We are halfway through earnings season. The biggest surprise so far was Amazon's terrible fourth-quarter results.
On January 31, the online retailing giant reported earnings of 38 cents a share. This was better than analyst estimates. But sales came in at $17.4 billion. That was much lower than estimates of $18.3 billion. More importantly, Amazon reduced its expectations for sales numbers for next quarter.
While shares are already down about 30% from their highs, I still see more downside...
After Amazon (NASDAQ: AMZN, Stock Forum) announced its bad news, shares pulled back 8%. Before reporting fourth-quarter results, it looked as if Amazon was about to break above its 200-day moving average (blue line), a simple trend indicator. Now, shares are trading near a 10-month low.
Looking at the fundamentals, Amazon is projected to earn $2.85 in 2013. Based on this number, Amazon is trading at 63 times next year's earnings. Despite this lofty valuation, not one of the 33 analysts who cover Amazon downgraded the stock following its weak results.
In fact, the average target price on Amazon is $240 per share. That's 33% higher than the current price. Unless the S&P 500 jumps 25% from here, I see little chance of Amazon reaching this target. And its level suggests that expectations are still high for the company...
But Amazon's huge growth potential is dependent on sales of its Kindle and Kindle Fire tablets. These devices are similar to a tablet.
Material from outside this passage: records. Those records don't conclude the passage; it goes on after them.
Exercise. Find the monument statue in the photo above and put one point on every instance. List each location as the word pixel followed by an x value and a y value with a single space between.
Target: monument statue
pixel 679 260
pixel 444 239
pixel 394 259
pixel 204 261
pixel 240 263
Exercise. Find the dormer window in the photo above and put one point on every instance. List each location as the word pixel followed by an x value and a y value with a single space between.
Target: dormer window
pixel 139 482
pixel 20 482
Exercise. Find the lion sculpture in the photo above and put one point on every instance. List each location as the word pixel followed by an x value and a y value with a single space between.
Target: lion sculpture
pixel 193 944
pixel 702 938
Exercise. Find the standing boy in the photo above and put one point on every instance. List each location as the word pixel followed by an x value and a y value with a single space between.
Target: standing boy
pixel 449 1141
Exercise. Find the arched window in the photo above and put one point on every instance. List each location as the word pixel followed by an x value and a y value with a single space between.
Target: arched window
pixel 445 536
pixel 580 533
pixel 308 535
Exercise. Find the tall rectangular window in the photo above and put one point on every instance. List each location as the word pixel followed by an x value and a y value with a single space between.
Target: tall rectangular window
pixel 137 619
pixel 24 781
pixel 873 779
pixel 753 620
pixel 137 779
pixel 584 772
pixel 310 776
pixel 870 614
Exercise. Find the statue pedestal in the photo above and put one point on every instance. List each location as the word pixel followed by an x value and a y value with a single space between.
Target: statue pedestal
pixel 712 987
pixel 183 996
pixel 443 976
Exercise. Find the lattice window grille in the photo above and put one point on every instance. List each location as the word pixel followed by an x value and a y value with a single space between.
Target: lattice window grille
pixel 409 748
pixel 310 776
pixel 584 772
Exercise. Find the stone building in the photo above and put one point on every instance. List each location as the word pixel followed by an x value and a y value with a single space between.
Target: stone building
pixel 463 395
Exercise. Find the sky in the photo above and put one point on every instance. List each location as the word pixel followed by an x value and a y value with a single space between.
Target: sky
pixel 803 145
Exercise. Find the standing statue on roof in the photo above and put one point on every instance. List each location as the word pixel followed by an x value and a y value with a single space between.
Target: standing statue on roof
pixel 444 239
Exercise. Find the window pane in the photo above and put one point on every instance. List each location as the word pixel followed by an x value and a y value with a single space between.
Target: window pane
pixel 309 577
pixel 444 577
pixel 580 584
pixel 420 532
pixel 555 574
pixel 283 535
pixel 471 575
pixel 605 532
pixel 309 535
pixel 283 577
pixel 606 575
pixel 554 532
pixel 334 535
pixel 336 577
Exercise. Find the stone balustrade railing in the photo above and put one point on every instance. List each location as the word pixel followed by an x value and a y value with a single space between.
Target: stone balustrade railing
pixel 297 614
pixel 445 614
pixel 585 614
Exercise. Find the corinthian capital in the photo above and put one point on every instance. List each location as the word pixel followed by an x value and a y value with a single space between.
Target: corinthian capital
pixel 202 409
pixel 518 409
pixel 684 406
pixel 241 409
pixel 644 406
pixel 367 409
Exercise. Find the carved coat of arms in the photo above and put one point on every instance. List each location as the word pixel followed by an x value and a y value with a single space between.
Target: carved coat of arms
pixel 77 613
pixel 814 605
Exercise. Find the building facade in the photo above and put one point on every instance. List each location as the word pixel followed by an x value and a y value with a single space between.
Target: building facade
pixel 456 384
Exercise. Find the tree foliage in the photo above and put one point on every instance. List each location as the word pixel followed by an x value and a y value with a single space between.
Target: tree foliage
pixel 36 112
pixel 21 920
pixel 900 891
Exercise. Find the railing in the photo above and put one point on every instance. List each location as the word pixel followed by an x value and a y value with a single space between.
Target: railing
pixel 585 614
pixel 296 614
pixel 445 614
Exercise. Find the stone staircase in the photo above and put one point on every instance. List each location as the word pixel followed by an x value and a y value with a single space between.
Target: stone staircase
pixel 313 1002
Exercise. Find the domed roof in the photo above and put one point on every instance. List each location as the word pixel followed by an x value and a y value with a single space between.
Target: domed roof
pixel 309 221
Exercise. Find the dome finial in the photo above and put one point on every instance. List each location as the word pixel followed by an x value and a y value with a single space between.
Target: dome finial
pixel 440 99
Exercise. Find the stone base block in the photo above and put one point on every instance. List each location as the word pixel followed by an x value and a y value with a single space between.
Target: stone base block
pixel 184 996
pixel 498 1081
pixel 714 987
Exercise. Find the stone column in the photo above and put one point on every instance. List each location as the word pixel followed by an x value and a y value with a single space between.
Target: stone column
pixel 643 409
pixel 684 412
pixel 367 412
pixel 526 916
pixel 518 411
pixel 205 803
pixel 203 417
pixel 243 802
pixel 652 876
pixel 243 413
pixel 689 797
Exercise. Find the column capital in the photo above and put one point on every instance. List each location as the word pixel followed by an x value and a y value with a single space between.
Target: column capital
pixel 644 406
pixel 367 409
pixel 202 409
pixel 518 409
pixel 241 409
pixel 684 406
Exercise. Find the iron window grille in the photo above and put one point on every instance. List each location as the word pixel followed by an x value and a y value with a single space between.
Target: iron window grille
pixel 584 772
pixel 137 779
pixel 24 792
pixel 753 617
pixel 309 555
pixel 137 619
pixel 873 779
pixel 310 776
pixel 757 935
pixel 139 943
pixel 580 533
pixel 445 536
You can surf the Web, read books electronically, or e-mail your friends.
During Amazon's recent conference call, management said, "We are grateful to the millions of customers who purchased the Kindle Fire and Kindle e-reader devices this holiday season, making Kindle our bestselling product across both the U.S. and Europe..."
Despite being its bestselling product, sales fell significantly short of estimates. Investment firm Goldman Sachs expected Amazon to sell 13.9 million Kindle and Kindle Fires, 24% less than Goldman's estimate.
I believe the weakness is due to competition. Amazon's Kindle products compete directly with Apple iPads. Apple just reported its quarterly results. The computer giant sold 15.4 million iPads over the past three months. That was one million higher than consensus estimates.
Electronics accounts for a significant portion of Amazon's overall revenue. Based on past results from Best Buy and Radio Shack, sales of electronics – like mobile phones, personal computers, flat-screen televisions, and video games – have been terrible. The only electronics that are selling right now are Apple products – and that's Amazon's biggest competitor.
I see more pain ahead for Amazon. Expectations are sky-high. The stock is crazy-expensive. Consumers are buying iPads instead of Kindles. Plus, sales of Amazon's biggest money makers are slowing.
If you're looking to increase your exposure to big tech, steer clear of Amazon.